A new fork featured longer travel to match the rear (11 inches) and larger inner fork tubes. The stanchions are now 35mm in diameter compared to the 33mm units of 1985. Tapered roller bearings were adopted for the steering head replacing the older-style ball bearing design. The front axle was enlarged however the front disc brake system was largely unchanged from 1985.

The rear wheel was given the same straight-pull spokes that were introduced on the front in 1985.

Major changes were the order of the day in the engine bay - the whole top-end was turned 10 degrees on the cases to provide an exact alignment of the intake and exhaust ports. Kawasaki didn't simply relocated last year's cylinder: The intake port size, shape and layout are different to the 1985 model, as are the sahpe of the transfer ports and the exhaust port. A larger for-petal reed valve was used in place of the former two-petal design.

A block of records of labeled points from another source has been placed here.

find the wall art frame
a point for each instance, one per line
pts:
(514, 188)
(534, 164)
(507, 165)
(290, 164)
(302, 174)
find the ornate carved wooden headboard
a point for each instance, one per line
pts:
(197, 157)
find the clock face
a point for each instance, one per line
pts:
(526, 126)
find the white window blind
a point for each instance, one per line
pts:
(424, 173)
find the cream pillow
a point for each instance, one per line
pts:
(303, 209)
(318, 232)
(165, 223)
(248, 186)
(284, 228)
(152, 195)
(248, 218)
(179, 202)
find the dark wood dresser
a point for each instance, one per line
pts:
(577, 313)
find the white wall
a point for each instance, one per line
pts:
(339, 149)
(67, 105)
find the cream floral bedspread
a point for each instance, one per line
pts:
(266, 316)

The transmission was lightened by the use of a lighter shift drum, where two grooves handle the same shifting chores that three grooves used to do. An indirect-drive coolant pump replaced the direct one used previously. It featured a smaller impeller with a different shape to reduce coolant pressure and prevent coolant from leaking past the pump shaft's oil seal at high rpm. There was also a different primary drive ratio: 3.4:1 in place of 3.083:1 in 1985. The smaller 68/20 gear combination proving lighter than the 74/24 gears previously used.

The 1986 (G1) and 1987 (G2) versions of the Kawasaki KX80 were virtually identical except in seven key areas: (1) The frames have a different lower chain rollers, (2) The rear suspension has different geometry and was beefed up for 1987 (3), a vented front brake disc was introduced in 1987, (4) the rear brake stay was slotted in 1987 and (5) the airbox was altered in 1987 to accommodate a larger air intake duct (6) Minor jetting changes in the carburettor and (7) subtle changes to the bike's graphics were also introduced in 1987.

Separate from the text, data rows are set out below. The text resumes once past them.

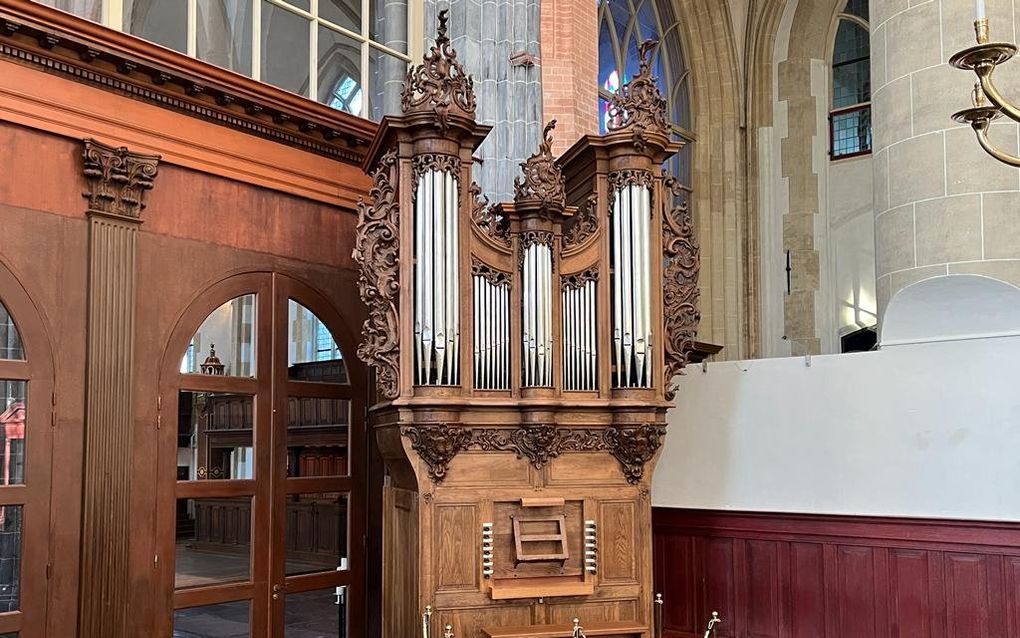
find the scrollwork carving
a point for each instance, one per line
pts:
(440, 84)
(680, 291)
(117, 179)
(639, 104)
(543, 181)
(578, 280)
(584, 224)
(377, 251)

1987 also heralded the introduction of Kawasaki's first big-wheel model (J or J1). Aimed at trying to keep larger riders longer in the mini-class and dubbed a "super-mini" in the United States, the big wheel model was released in different guises around the world in both 80cc and modified 100cc versions. All models featured a revised rear suspension layout including a longer swingarm and rear brake stay, slightly stiffer front fork and rear shock springs and larger wheels (19 inch front and 16 inch rear in place of the small-wheel 17/14 combination.